A good read from Ray Dalio’s story:
Just before Thanksgiving, I met with Bunker Hunt, then the richest man in the world, at the Petroleum Club in Dallas. Bunker saw the debt crisis and inflation risks pretty much as I saw them. He’d been wanting to get his wealth out of paper money for the past few years, so he’d been buying commodities, especially silver, which he had started purchasing for about $1.29 per ounce, as a hedge against inflation. He kept buying and buying as inflation and the price of silver went up, until he had essentially cornered the silver market. At that point, silver was trading at around $10. I told him I thought it might be a good time to get out because the Fed was becoming tight enough to raise short-term interest rates above long-term rates (which was called “inverting the yield curve”). Every time that happened, inflation-hedged assets and the economy went down. But Bunker was in the oil business, and the Middle East oil producers he talked to were still worried about the depreciation of the dollar. They had told him they were also going to buy silver as a hedge against inflation so he held on to it in the expectation that its price would continue to rise. I got out.
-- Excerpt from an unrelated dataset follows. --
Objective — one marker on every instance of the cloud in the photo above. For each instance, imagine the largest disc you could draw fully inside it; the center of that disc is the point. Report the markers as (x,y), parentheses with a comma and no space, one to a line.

By early 1980, silver had gone to nearly $50, and as rich as he was, Bunker became a lot richer. While I had made a lot of money on silver’s rise to $10, I was kicking myself for missing the ride to $50. But at least, by being out, I didn’t lose money. There are anxious times in every investor’s career when your expectations of what should be happening aren’t aligned with what is happening and you don’t know if you’re looking at great opportunities or catastrophic mistakes. Because I had a strong tendency to be right but early, I was inclined to think that was the case. It was, but to have missed the $40 move up was inexcusable to me.
When the plunge finally did happen, in March 1980, silver crashed back down below $11. It ruined Hunt, and he nearly brought down the whole U.S. economy as he fell.2 The Fed had to intervene to control the ripple effects. All of this pounded an indelible lesson into my head: Timing is everything. I was relieved that I was out of that market, but watching the richest man in the world—who was also someone I empathized with—go broke was jarring. Yet it was nothing compared to what was to come.
My interpretation: the market can be irrational at times. If you think the market is overvalued and due for a big correction since 2016, yet it is still going up and hitting all time highs.You might be right but early. From what we know, economics and market always, always correct themselves according to fundamentals.